Local financial service providers play an important role in developing and scaling innovative solutions to serve PNG’s rural women. MiBank is one of the providers working to deliver formal financial services to Highlands women. In the prime coffee-growing province of Jiwaka, MiBank provided an agent to local women’s group “Binz Ice Ambra” to facilitate account opening and provide transactional services for more than 700 local women, and at the same time help promote financial literacy.

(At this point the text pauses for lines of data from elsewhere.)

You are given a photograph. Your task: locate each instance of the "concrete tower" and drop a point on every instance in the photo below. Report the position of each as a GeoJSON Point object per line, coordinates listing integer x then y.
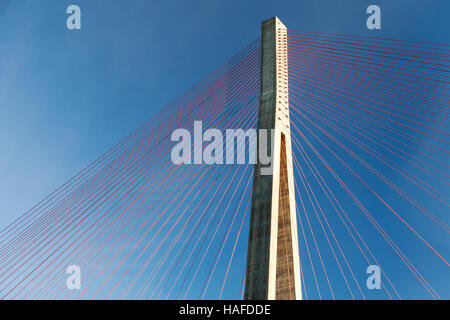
{"type": "Point", "coordinates": [273, 264]}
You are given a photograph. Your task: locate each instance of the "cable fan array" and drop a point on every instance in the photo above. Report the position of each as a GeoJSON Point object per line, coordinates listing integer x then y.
{"type": "Point", "coordinates": [370, 133]}
{"type": "Point", "coordinates": [137, 225]}
{"type": "Point", "coordinates": [369, 125]}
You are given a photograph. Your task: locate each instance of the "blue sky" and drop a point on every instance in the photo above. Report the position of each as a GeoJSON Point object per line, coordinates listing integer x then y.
{"type": "Point", "coordinates": [68, 96]}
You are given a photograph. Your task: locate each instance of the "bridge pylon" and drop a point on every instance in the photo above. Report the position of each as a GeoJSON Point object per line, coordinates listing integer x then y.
{"type": "Point", "coordinates": [273, 263]}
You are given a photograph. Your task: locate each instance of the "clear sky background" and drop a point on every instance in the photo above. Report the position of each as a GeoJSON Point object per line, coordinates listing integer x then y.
{"type": "Point", "coordinates": [68, 96]}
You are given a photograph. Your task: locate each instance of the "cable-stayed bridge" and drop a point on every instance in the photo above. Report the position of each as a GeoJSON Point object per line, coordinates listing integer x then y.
{"type": "Point", "coordinates": [368, 121]}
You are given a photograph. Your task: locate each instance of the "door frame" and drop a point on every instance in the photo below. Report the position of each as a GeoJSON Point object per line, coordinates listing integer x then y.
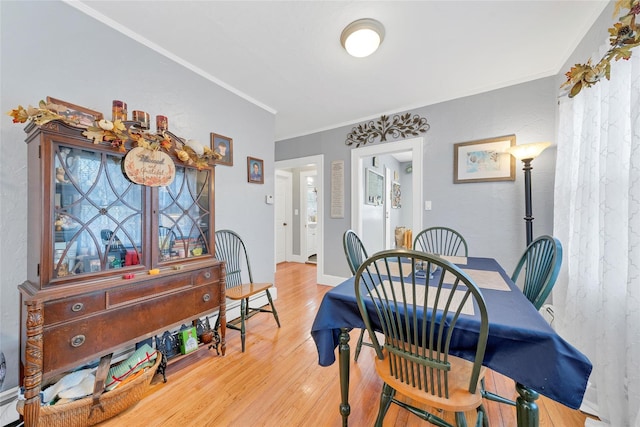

Funders and sector support actors also play an important role in providing capital and technical assistance. For example, MiBank has partnered with the central bank’s Centre for Excellence in Financial Inclusion (CEFI) and the International Fund for Agricultural Development (IFAD), along with the Fresh Produce Development Agency (FPDA), to financially include farming households by aiding their transition to market-oriented production. The International Finance Corporation (IFC) is working with some of PNG’s non-bank financial institutions to broaden financial inclusion, especially by promoting digitalisation. Its efforts, supported by the governments of Australia and New Zealand, emphasise the need to prioritise women who have not been able to open bank accounts or obtain microloans to start businesses.
This month’s observance of International Rural Women’s Day and International Coffee Day, amid the run-up to next month’s COP 27, offer a timely chance to examine such opportunities through the potential of women’s financial inclusion. The combination of a national resolve on climate action and an ever more prosperous coffee value chain offer PNG’s women a growing opportunity to assert greater agency in shaping their financial lives.
* These indicative figures are based on 2011 census data for the Highlands, calculated by a World Bank growth rate and Bank of Papua New Guinea’s 2022 data (available here via CEFI). They are based on the whole population (not 18 and older), a 49 per cent female population, and do not take a youth bulge into account.